The parody was sent to Ficke and Bynner’s publisher. They expected him to get the joke immediately—instead, he offered Mr. Morgan and Mrs. Knish a contract.
In retrospect, that should have been the first clue that this wasn’t going to go exactly as planned.
Everyone took Spectra seriously—Bynner was even asked to review it for the New Republic. At that point, the whole thing could have been written off as a poorly executed practical joke.
Instead, Bynner did the review and pocketed the fee. After that, the joke became an ever more elaborate hoax.
Bynner seemed to have the most fun with it: he began viciously criticizing Spectrism during his lectures, saying that all schismatic verse was complete crap*** . . . though this Morgan guy showed some talent.
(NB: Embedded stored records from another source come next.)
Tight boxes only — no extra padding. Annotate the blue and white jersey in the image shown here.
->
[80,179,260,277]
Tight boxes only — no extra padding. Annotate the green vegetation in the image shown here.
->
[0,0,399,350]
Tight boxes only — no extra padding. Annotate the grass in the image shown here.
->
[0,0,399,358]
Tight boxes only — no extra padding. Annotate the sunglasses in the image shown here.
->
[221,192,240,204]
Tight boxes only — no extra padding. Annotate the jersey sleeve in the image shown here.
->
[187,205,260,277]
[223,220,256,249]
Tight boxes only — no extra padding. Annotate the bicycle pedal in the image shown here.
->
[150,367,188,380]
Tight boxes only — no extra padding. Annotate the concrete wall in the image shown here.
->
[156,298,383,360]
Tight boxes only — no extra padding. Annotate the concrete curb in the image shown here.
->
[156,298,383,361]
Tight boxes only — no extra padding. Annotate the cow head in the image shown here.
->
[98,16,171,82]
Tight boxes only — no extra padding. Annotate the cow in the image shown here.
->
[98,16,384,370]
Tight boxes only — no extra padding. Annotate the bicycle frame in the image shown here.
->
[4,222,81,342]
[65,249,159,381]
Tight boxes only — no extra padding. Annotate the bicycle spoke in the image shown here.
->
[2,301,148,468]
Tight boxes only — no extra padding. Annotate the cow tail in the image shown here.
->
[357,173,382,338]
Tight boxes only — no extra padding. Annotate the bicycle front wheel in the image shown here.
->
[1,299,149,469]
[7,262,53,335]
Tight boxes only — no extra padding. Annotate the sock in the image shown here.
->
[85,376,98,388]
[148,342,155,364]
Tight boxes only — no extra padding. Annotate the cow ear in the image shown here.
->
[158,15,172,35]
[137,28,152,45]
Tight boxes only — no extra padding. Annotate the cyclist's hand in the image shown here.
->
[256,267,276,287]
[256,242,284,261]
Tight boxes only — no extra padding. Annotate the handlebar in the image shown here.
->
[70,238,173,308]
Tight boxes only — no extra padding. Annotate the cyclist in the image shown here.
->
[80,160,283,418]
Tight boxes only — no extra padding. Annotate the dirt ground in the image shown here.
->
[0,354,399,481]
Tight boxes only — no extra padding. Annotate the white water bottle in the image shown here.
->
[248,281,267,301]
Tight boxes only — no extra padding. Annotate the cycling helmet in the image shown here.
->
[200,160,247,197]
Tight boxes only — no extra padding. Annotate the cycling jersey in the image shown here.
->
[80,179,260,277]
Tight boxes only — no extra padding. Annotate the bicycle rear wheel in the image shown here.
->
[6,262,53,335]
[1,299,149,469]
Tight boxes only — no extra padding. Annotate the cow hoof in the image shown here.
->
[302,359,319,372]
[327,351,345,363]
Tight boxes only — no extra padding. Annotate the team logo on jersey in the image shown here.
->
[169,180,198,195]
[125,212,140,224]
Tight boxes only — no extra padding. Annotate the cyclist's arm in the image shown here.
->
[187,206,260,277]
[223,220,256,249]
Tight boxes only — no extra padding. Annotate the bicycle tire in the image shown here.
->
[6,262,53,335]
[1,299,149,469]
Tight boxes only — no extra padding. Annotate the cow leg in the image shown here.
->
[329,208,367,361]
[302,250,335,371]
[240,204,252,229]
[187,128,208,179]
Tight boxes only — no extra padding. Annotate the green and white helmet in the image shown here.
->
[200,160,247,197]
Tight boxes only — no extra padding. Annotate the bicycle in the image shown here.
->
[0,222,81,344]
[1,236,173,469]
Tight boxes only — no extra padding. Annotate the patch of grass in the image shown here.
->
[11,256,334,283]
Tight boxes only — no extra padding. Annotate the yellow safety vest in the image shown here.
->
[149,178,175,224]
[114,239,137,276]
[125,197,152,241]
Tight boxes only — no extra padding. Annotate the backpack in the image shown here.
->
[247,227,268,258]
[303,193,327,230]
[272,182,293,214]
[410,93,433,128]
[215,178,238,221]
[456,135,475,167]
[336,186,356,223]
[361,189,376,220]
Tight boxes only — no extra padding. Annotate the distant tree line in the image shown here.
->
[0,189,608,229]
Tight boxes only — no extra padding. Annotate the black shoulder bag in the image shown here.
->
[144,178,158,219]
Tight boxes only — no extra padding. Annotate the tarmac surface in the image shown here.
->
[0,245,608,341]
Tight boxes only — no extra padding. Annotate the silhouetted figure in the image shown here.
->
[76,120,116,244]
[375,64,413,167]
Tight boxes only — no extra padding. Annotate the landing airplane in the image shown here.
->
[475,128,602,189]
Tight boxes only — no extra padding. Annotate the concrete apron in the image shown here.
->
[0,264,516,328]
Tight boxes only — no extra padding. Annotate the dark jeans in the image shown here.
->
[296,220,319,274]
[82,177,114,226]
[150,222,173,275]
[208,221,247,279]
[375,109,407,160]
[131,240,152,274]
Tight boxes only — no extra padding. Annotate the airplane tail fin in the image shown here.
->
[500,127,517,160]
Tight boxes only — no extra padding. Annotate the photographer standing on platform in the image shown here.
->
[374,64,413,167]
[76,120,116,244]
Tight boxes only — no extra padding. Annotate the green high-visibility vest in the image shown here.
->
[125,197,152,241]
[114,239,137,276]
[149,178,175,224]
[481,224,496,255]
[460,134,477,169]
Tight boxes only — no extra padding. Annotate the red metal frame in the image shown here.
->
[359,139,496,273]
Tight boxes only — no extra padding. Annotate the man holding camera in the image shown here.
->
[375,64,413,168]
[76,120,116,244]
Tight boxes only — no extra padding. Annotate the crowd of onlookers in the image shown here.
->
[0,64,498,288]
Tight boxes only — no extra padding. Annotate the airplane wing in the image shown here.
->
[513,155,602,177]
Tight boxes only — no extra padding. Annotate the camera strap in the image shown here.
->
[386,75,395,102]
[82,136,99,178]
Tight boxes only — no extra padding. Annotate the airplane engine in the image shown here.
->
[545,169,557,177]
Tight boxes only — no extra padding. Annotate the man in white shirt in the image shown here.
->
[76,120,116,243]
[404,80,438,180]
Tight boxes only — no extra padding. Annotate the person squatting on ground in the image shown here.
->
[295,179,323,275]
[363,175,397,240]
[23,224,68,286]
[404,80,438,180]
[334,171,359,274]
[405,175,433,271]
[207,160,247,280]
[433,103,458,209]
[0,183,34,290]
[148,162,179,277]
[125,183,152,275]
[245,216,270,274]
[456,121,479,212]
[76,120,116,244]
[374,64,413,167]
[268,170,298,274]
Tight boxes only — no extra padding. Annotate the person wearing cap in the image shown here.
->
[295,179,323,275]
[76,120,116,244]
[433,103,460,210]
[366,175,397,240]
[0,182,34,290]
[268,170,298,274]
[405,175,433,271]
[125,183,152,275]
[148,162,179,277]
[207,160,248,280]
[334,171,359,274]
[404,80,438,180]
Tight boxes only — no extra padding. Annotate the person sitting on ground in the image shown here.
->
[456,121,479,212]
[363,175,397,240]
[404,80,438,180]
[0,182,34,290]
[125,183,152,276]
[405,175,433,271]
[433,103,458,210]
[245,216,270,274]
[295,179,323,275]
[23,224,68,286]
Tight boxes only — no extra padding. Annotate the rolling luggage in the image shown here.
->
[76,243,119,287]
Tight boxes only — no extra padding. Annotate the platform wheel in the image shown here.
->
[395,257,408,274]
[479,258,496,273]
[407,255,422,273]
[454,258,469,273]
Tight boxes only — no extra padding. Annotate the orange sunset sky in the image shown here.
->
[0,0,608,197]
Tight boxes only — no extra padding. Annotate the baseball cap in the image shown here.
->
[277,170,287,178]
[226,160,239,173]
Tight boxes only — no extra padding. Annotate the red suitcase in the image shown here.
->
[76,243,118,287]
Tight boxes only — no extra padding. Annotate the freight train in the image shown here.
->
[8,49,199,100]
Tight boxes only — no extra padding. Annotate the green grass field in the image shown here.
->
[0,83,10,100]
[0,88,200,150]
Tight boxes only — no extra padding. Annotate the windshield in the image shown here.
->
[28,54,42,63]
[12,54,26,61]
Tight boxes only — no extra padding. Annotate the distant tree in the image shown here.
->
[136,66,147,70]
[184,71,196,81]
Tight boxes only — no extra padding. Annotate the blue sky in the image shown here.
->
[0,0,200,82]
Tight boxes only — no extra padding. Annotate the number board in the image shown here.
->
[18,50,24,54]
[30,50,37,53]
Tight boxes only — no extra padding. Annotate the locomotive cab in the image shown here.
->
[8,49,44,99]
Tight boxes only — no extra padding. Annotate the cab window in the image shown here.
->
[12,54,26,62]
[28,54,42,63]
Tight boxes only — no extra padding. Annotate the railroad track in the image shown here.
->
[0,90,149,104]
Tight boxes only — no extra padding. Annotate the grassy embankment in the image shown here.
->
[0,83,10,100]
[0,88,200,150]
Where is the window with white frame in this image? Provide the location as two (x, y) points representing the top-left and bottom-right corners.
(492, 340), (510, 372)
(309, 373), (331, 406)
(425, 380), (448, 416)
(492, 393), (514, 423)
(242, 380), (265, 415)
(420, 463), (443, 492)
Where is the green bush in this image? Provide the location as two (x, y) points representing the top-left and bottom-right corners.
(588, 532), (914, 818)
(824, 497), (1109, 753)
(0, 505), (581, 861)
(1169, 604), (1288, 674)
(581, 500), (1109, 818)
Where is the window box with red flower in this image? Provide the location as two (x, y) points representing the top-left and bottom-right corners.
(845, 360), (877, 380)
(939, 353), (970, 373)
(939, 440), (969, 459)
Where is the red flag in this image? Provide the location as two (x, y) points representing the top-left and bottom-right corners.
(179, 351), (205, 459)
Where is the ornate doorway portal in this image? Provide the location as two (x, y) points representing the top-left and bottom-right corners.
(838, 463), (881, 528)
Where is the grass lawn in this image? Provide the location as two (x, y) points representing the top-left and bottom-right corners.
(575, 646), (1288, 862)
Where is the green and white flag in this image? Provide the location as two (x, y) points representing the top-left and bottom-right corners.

Still, no one sussed—and Spectrism was accepted as a legitimate school of poetry for the next three years.
But all weird things must come to an end, and people became suspicious as the coincidences piled up: the Spectrists were rumored to be everywhere, but never seen. They wrote letters, but never gave interviews or allowed photographs to be taken. And when America joined the war in Europe, Anne Knish disappeared just as Arthur Ficke enlisted in the Ordinance Corps.
Finally, during a lecture he was giving in Detroit, Bynner was asked point-blank, if he was Emanuel Morgan and Arthur Ficke was Anne Knish. Bynner said, “Yes,” and told his audience the whole story. He said later than he just couldn’t tell such a big lie in front of so many people.
There were no legal repercussions, but Ficke and Bynner lost some good friends who had been vocal supporters of Spectrism and now felt like fools. They also lost the readers who thought their bad poetry was better than their good poetry.^
After the air cleared, they admitted that the joke had been on them—although they never lost sight of reality, their identities had become almost real. Bynner even published a few collections in the Spectric style under Morgan’s name, saying that he missed the freedom of the form.
Ficke finally admitted that his best work had been written by Anne Knish and that he’d learned a lot about composition from her. Although he still primarily wrote sonnets, he also began working in different forms, and eventually left his law practice to write full-time.
I doubt money was the sole motivation for continuing the hoax, though Spectra sold very well and magazines bought all they could. From what I’ve read,^^ it was most likely a combination of pride and embarrassment that kept them from revealing the truth. But there’s also that special kind of amused amazement that comes from successfully pulling the wool over the eyes of a great number of people.
And you know . . . I kind of like Spectral poetry.
Opus 6
(by Emanuel Morgan)IF I were only dafter
I might be making hymns
To the liquor of your laughter
And the lacquer of your limbs.But you turn across the table
A telescope of eyes,
And it lights a Russian sable
Running circles in the skies….Till I go running after,
Obeying all your whims –
For the liquor of your laughter
And the lacquer of your limbs.
___
* Remember, kids, radio killed the poetry star.
** As the story goes, they were so loud and gleeful as they shared bottles and bits of doggerel that Mrs. Ficke kicked them out of the house until they were done. She was, by the way, the first Mrs. Ficke. I’m just sayin’.
*** I’m paraphrasing a bit.
^ I can relate.
^^ The Spectra Hoax, William Jay Smith, 1965. Good information, fun read—and the full text of Spectra, plus bonus poems. Woo-hoo!